According to a new vulnerability assessment, Zimbabweans are again in need of food aid, and, by November, nearly five-million will need emergency assistance. The Famine Early Warning Systems Network, known as FEWS Net, paints a grim picture of last season's harvest.
FEWS Net estimates that Zimbabwe's total grain harvest last season may have reached up to 1.1 million tons. The United Nations' Food and Agriculture Organization provides a slightly lower estimate.
Zimbabwe's government insists that the country grew more than double that amount.
FEWS Net, which is funded by U.S. Agency for International Development, is considered a long-standing and reliable barometer on the issue of food security for southern Africa.
The organization says in its latest report that hunger began becoming a serious problem for many communities at the end of July, and that it would escalate in the next four months.
It said the feeding of vulnerable communities by international food agencies ended in response to the Zimbabwe government's own announcement that the last harvest was a good one.
FEWS Net said that, in addition to food shortages, millions of urban Zimbabweans have been persistently short of water since May. It blames the water shortages on mismanagement by the central government.
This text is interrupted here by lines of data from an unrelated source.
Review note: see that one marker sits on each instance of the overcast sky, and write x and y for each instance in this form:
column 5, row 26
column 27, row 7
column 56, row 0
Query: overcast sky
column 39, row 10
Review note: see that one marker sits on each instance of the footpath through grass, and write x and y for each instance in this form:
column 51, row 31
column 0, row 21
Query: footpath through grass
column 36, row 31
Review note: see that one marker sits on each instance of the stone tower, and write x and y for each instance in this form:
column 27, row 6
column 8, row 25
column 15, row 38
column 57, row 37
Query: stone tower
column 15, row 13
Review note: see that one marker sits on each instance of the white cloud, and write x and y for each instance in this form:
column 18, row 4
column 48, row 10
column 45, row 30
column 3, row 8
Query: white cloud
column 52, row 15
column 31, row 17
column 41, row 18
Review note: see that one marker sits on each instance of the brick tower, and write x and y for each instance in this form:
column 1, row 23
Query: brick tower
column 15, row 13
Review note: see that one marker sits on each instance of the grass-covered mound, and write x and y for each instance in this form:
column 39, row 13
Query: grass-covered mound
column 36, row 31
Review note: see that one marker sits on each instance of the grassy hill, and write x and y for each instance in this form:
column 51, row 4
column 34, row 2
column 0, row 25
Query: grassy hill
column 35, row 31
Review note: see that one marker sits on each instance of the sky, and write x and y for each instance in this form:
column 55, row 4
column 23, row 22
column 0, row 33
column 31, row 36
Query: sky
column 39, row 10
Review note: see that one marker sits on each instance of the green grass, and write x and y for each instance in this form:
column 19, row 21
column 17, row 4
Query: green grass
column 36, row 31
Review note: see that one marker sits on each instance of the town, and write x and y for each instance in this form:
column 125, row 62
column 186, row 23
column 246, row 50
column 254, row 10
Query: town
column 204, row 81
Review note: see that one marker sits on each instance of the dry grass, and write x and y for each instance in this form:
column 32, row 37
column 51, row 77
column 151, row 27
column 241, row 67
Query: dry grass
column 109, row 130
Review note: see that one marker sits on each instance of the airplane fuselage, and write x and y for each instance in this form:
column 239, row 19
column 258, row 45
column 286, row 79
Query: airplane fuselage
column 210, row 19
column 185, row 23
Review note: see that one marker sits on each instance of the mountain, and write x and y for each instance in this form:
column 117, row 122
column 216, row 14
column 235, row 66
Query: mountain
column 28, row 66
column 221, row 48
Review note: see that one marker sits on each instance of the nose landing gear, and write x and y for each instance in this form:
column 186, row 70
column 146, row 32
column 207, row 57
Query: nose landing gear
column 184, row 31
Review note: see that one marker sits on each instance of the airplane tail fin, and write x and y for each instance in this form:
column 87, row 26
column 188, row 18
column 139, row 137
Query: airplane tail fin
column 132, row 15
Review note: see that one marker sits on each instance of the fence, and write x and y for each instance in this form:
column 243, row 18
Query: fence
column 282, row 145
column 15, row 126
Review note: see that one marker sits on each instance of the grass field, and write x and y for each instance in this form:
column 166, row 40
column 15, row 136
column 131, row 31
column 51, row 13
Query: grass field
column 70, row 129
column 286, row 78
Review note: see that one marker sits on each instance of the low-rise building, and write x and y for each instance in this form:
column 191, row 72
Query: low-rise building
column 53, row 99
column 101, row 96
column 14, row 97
In its assessment, FEWS Net says it is worrisome that the government has failed to provide any information about its grain imports.
FEWS Net's recent vulnerability assessment was its first since President Robert Mugabe said two months ago that Zimbabwe had grown a sufficient amount of food, that it would not need to import any, and that relief agencies should go home.
FEWS Net also said in urban areas, although food is available in the shops, rising unemployment and deepening urban poverty mean many cannot afford to buy it. According to FEWS Net, the cost of one staple food, cornmeal, went up by 44 percent between May and June of this year.
Zimbabwe's Central Statistics Office last week announced that inflation rates were falling, but this largely referred to non-food items.